The torch version is '2.0.1+cu118' The same prompt works without nans in the commit I have highlighted in previous comments.
Also sometimes even if there are no nans the loss stops to go down and generates blank / green images. While the previous versions used to work with the similar prompt and yield substantial results within 50 epochs lowering lr further prevents nans but slows the entire process down with lower quality results.
-O2
is not well tested, could you try with -O
?
Actually I have been playing around with -02 for the past few months and never encountered this issue especially with the default prompts.

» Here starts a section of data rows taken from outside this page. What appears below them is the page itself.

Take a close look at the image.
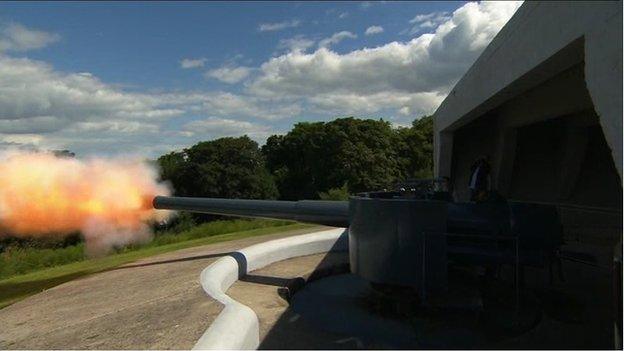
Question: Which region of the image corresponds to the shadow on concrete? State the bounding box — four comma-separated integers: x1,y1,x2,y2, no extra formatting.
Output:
254,237,356,350
230,251,247,279
0,271,87,309
252,238,617,349
240,274,297,287
111,252,234,270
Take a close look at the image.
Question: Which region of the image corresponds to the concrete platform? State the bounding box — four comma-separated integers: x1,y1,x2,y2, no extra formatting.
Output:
227,252,354,349
0,226,329,350
228,246,616,349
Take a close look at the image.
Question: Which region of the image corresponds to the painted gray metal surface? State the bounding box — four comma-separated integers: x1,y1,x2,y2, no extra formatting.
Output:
153,196,349,227
348,197,448,294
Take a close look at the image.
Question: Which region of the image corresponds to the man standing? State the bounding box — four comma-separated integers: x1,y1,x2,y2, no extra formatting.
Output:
469,156,491,202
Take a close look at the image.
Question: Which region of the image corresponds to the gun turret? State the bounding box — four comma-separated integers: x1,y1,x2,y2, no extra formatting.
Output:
153,194,562,296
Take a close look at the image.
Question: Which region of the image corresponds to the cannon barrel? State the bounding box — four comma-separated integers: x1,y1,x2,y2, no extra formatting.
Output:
153,195,499,229
153,195,349,227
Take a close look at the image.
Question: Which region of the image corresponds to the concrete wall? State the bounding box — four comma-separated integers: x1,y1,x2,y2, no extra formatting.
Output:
447,60,622,209
434,1,622,179
506,119,622,208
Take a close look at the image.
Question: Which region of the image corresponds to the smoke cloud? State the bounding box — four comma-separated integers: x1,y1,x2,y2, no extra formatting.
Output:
0,151,172,255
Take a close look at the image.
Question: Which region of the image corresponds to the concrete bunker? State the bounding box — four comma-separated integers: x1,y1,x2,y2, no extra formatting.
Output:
445,46,621,212
432,2,622,348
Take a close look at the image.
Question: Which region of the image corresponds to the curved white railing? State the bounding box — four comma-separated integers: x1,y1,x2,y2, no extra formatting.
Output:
193,228,348,350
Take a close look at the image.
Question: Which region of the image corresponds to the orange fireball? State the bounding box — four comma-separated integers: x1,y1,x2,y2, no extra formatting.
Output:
0,151,172,253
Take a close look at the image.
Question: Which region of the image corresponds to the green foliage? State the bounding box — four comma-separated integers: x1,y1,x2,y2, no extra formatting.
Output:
395,115,434,179
0,232,82,253
158,136,278,200
412,167,434,179
150,219,292,245
0,244,85,279
318,183,350,201
156,116,432,201
263,116,434,199
158,212,197,234
263,118,399,199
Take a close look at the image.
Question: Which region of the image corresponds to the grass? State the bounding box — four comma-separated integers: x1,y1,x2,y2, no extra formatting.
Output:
0,220,314,309
0,219,294,279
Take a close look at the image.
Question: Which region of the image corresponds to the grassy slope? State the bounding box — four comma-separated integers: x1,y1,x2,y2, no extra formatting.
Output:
0,219,298,279
0,222,312,309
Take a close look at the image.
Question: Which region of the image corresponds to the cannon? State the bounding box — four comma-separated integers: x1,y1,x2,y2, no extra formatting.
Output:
153,196,349,227
153,194,563,296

I shall also check -0
I have checked -O seems to be working.
However -O2 still gives nans, I think this issue and the issue here are interlinked.
@m0eak can you check this once and see if using the configuration in this commit works. here. This is for -O2, someone also suggested that using cuda 11.7 also prevents the issue of nans.